Mortkowitz stresses that MacPherson isn't for everyone, because it demands that students work conscientiously and on their own. Strong parental support and involvement also are key, she says. When all those factors aren't present, students might be asked to leave, she says.

But students who stick around rave about the place.

"It's perfect for me," says Casey Newton, 16. Before enrolling last year, Casey had been home-schooled and had briefly attended another private school. Now, she plans to finish high school at MacPherson and study dentistry in college.

"I wanted a place with lots of time for study and a relaxed atmosphere," Casey said. "The teachers here really work hard to help, and I've been making straight A's."

Mortkowitz launched her school in 2001, after teaching in public schools in Kentucky, Florida and New Jersey. She called it Wellesley Academy at first, after the street she lived on. Classes met in her basement, and her own children were among her first students.

Lexington's Patrick Dunham, one of the first graduates from Wellesley, says he got a good education there. Now, he's finishing a five-year degree program in landscape architecture at the University of Kentucky.

"At the time I didn't want to attend public school and I heard about Wellesley from a friend," Dunham said. "You got as good an education there as you were willing to get. If you weren't motivated, it didn't work out as well."

Mortkowitz later changed the name to MacPherson Academy, after the Scottish Clan MacPherson, of which she is a member. Today, the school has a federal 501(3)(c) tax-exempt certification.

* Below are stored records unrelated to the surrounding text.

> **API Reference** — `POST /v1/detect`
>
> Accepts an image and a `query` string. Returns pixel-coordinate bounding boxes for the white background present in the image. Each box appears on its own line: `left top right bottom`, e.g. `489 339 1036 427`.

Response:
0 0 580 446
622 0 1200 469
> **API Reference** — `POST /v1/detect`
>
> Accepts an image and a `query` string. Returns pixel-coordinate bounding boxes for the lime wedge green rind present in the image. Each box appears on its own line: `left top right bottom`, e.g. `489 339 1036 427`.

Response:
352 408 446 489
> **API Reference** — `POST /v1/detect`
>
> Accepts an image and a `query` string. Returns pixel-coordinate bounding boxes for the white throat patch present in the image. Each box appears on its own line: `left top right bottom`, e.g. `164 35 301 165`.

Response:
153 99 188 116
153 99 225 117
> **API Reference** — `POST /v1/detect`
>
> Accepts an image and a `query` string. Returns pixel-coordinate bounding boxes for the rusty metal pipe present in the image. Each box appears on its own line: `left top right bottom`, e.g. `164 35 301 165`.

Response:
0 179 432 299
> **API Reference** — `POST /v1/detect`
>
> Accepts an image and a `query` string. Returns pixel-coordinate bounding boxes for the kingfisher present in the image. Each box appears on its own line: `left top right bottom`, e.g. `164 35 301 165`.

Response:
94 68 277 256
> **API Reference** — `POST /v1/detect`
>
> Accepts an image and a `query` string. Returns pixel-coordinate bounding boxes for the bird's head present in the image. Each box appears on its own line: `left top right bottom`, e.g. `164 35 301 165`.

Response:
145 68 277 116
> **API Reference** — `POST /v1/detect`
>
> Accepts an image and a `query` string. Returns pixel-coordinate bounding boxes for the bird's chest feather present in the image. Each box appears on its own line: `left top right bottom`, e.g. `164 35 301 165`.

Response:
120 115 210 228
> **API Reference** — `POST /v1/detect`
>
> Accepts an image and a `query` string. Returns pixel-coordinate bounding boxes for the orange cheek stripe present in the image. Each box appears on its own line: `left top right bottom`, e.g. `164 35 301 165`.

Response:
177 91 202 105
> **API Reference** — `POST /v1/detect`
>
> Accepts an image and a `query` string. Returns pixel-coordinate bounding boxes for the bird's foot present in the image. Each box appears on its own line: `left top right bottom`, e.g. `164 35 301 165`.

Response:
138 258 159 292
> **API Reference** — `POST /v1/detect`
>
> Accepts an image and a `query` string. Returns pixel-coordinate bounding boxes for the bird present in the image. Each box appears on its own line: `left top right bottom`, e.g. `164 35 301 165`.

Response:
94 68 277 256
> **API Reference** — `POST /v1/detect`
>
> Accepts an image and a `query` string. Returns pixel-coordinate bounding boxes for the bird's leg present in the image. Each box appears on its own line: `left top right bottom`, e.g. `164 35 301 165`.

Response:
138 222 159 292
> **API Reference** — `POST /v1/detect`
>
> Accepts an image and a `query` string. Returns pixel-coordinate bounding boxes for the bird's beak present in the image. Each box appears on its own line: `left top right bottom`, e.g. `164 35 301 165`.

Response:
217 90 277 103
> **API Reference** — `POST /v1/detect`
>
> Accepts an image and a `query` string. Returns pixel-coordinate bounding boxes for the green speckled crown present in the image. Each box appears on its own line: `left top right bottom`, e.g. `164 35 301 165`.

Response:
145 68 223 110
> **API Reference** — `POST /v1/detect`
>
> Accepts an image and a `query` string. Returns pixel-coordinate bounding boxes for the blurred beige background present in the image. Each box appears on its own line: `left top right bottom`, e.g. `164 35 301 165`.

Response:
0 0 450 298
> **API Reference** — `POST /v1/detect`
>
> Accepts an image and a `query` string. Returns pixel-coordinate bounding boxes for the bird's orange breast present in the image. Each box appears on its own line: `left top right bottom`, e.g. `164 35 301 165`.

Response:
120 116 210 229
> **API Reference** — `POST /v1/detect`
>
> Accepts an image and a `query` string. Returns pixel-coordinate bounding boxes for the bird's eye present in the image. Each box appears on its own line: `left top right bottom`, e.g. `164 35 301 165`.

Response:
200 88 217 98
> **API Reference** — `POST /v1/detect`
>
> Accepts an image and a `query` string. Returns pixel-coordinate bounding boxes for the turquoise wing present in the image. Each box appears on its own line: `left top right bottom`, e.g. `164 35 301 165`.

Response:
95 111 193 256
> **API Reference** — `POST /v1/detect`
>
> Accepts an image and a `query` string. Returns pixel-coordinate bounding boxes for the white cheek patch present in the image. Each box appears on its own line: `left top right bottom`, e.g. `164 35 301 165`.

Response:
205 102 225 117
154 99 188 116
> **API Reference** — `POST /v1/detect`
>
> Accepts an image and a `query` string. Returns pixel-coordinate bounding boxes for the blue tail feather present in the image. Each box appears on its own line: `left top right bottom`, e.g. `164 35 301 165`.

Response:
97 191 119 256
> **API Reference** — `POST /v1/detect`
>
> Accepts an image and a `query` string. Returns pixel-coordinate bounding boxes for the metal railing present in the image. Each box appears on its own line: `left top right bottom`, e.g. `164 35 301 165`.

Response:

Mortkowitz says her goal always was to provide an education for students who demanded the best from themselves, worked hard and took responsibility for themselves. If they couldn't pay, that was no obstacle.

MacPherson charges no tuition. Instead, parents pay a basic fee of $40 a month for each one-hour class. Take six classes, for example, and the cost is $240 a month, not including books and materials.

Instead of paying the school, parents directly pay the teachers of their children's classes. Mortkowitz, who teaches some classes, gets the same fee other teachers receive. It's her only income from the school.

Students who can't pay get "scholarships." What is a scholarship? Teachers simply donate their time without pay.

That's possible, Mortkowitz says, because most MacPherson teachers are retired from public school teaching or have other income. The school also saves money because Southern Heights Baptist Church donates the space it uses.

"Our teachers probably spend more money on material for their classes than they make," Mortkowitz said.

Diane Carnes, a former University of Louisville teacher who joined the MacPherson faculty a few years ago when her grandson became a student there, says she would teach for free.

"We're here for the love of what we're doing, and the love of the kids," Carnes said. "We don't do it to make money."

Information about the school is available at

Mortkowitz says she hopes to see enrollment reach about 35 someday, but she doesn't want it to get much larger than that.

"When you get too large, your time goes to administrative duties," she said. "You start to slip away from the things you started out to do. I don't want that."